During the pre-colonization period, indigenous art developed in Australia. It was mainly drawings on bark and stones, sculptures, and decorations of useful and iconic objects – monuments in the Kimberley, Grampians, and Queensland. From the late 17th century colonial art began to develop, imitating European, especially English, examples in painting and sculpture.

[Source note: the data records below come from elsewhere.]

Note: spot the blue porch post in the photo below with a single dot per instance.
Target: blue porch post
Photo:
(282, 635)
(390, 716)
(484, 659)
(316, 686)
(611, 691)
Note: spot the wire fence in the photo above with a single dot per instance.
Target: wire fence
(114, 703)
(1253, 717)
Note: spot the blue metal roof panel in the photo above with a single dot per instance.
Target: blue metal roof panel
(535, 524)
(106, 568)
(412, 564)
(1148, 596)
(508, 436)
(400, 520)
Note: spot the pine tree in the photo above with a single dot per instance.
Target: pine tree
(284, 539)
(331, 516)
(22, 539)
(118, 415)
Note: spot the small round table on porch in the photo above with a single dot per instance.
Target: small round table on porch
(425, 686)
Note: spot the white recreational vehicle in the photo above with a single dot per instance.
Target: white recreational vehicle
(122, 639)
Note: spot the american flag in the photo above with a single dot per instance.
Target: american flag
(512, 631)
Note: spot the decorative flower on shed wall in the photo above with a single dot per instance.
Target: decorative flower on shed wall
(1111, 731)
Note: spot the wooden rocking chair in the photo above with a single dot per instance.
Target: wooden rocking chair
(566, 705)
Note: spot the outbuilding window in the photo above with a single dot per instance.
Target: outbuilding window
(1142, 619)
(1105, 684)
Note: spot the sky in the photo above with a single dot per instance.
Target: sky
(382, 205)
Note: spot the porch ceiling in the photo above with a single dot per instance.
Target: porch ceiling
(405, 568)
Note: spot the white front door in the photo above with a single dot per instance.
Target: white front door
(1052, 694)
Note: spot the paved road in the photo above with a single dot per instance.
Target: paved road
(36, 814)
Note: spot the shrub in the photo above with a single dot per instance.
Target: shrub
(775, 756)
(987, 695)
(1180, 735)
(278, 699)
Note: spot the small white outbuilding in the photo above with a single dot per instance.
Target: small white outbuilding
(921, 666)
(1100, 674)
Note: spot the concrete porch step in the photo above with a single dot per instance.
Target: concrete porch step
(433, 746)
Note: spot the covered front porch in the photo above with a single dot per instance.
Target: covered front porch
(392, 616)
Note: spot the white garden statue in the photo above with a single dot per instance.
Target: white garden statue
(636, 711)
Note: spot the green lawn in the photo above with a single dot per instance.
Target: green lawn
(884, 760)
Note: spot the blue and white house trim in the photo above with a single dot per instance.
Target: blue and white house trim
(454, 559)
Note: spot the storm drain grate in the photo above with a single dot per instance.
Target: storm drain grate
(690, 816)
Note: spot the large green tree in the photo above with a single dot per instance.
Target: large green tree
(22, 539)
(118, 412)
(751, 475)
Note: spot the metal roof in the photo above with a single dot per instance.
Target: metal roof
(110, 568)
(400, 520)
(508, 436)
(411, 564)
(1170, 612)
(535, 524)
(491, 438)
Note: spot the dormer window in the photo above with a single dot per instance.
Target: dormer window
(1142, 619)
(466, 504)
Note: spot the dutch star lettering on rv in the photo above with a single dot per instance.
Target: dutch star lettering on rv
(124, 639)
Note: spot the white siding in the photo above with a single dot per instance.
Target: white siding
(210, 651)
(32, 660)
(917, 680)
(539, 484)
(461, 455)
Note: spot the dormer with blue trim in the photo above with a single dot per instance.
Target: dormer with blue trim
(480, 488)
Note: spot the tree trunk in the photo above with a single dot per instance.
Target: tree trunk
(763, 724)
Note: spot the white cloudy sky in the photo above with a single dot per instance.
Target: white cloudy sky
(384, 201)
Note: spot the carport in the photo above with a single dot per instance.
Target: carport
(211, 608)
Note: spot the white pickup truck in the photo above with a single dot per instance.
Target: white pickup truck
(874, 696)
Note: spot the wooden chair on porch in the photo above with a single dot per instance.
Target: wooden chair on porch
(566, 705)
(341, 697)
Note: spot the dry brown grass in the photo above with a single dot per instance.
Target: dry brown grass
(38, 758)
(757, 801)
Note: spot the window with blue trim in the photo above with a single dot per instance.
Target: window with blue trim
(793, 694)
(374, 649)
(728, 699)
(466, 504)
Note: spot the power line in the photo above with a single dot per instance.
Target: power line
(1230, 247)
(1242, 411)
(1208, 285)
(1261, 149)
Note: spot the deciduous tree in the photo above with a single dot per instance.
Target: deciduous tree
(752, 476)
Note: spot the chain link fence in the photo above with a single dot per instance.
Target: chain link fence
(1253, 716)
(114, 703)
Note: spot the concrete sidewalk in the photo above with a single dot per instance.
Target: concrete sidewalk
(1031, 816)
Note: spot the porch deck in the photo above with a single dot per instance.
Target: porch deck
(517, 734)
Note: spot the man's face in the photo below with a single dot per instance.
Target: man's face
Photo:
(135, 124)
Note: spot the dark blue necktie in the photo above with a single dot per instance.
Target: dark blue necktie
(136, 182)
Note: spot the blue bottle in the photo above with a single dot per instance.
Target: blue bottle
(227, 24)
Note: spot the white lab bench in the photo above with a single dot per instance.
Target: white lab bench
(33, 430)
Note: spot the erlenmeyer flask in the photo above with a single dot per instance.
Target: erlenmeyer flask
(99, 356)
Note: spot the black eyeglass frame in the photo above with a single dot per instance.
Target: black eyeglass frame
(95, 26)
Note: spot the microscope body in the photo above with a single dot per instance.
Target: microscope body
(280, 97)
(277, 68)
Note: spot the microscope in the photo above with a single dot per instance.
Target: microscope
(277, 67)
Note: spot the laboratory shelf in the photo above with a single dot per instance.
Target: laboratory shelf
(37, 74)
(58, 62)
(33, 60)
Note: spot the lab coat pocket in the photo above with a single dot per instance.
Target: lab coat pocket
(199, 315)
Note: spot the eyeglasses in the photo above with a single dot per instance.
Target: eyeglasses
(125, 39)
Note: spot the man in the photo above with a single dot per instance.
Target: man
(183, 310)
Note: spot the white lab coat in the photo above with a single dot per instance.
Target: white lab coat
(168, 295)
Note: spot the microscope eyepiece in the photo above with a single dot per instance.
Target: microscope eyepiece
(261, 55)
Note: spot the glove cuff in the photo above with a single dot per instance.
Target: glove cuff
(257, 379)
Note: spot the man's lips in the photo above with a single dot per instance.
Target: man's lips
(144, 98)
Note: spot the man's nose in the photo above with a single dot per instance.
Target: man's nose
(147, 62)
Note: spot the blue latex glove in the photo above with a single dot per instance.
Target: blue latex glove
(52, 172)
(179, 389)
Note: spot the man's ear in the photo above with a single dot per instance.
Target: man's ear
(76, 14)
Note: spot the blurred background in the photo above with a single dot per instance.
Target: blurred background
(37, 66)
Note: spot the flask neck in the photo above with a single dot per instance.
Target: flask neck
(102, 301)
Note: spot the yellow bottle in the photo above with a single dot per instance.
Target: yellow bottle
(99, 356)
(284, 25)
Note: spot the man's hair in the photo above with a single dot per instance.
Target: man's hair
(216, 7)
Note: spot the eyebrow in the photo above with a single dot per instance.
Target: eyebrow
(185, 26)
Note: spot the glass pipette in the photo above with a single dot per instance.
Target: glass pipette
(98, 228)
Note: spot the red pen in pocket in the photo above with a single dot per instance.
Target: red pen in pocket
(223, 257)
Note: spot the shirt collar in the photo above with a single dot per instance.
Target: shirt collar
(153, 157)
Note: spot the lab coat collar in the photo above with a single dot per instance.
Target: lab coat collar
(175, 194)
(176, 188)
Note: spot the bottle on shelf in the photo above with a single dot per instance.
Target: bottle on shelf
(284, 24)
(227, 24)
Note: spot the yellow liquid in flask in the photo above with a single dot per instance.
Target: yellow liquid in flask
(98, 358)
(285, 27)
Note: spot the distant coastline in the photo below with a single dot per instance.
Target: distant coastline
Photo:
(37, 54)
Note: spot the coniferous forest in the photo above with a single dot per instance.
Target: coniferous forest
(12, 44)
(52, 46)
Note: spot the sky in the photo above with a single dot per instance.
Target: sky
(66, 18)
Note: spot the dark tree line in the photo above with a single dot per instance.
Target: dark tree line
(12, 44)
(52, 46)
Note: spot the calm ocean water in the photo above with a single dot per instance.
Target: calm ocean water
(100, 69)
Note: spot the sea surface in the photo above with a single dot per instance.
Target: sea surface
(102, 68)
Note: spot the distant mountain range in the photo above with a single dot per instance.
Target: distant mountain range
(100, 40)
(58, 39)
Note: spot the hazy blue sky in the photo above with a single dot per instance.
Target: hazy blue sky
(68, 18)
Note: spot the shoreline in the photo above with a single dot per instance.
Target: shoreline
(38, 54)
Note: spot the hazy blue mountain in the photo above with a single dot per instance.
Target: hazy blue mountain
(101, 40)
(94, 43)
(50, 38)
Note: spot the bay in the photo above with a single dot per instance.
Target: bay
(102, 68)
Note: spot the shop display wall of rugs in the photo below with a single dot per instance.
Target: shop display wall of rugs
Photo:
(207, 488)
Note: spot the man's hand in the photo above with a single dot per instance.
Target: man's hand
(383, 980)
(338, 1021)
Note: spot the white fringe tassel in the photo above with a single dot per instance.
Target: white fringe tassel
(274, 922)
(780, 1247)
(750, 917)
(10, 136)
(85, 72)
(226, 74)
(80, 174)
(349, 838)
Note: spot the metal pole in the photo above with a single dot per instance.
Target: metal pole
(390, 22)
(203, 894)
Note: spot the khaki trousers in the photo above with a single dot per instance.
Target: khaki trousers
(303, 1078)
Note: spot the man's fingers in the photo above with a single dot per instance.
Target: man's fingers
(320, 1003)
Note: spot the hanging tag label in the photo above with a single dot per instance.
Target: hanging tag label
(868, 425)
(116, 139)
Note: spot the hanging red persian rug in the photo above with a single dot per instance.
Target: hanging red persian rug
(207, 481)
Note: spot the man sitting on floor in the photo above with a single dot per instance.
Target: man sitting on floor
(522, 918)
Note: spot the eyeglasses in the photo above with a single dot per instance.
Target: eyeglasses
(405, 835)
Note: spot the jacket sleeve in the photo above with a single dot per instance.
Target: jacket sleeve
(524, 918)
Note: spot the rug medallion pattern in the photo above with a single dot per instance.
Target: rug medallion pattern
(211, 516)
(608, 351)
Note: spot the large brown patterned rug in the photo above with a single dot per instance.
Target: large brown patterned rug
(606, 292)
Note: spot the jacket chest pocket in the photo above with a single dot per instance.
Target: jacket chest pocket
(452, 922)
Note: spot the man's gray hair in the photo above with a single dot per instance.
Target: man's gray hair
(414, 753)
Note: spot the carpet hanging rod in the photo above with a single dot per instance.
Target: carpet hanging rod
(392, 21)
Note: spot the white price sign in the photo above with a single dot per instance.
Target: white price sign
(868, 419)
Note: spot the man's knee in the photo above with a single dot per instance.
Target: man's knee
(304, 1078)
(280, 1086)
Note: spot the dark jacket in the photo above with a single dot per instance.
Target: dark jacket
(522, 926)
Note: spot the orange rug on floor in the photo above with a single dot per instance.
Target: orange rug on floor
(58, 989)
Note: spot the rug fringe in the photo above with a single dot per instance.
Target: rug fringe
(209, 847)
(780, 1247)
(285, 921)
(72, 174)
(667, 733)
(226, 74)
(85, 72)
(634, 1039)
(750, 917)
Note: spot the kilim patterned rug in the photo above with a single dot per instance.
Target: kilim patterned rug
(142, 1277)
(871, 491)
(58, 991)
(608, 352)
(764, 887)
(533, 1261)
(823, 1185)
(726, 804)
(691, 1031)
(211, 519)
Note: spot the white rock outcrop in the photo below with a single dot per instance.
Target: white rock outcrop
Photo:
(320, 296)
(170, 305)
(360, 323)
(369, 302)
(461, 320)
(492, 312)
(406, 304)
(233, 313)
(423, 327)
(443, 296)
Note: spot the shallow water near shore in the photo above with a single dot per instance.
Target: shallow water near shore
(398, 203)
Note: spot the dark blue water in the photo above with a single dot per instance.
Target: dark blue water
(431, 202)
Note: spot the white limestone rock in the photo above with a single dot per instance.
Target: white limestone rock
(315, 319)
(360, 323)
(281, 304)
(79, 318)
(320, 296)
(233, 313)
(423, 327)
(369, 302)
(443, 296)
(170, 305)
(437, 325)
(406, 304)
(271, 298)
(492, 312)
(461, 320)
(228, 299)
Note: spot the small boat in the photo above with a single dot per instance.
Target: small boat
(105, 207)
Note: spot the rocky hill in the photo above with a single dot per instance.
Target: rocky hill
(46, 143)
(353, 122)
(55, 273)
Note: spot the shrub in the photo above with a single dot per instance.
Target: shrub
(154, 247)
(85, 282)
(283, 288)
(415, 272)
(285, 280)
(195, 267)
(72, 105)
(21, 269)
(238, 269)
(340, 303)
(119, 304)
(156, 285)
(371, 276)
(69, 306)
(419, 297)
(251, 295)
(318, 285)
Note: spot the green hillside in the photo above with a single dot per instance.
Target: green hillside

Natural conditions, climate, history, culture and places of interest.

Culture and the Arts


Highlights of course include the Sydney Opera House, the modern Parliament Building in Canberra, the Carillon Bell Tower with 53 bells in Canberra, the exhibition of war memorabilia at the Australian War Memorial, the Royal National Park – the oldest national park in Australia, the caves with stalactites and stalagmites in Buchanan, the Keeping Place Gallery in Melbourne, the Children’s Museum in Melbourne, where exhibitions can be held, Gariwerd – a national park with 400 million year old sandstone and Aboriginal cave paintings, Sovereign Hill Historical Park – a gold rush town reconstruction museum where visitors can also wash sand, Adelaide’s bicentennial conservatory – a tropical greenhouse, Heino Gold Mine in Kalgoorlie, Broome Pearl Farm – pearl farming, Cradle Mountain – St. John’s Lake.

Natural conditions, climate, history, culture, sightseeing - photo 6


Clare National Park in Tasmania, with wool – Geelong National Wool Museum, Ganteom National Point in Broome (imprinted dinosaur footprints over 120 million years old on rocks), Kangaroo Island, Koala Reserve where tourists can play with the animals and feed koalas.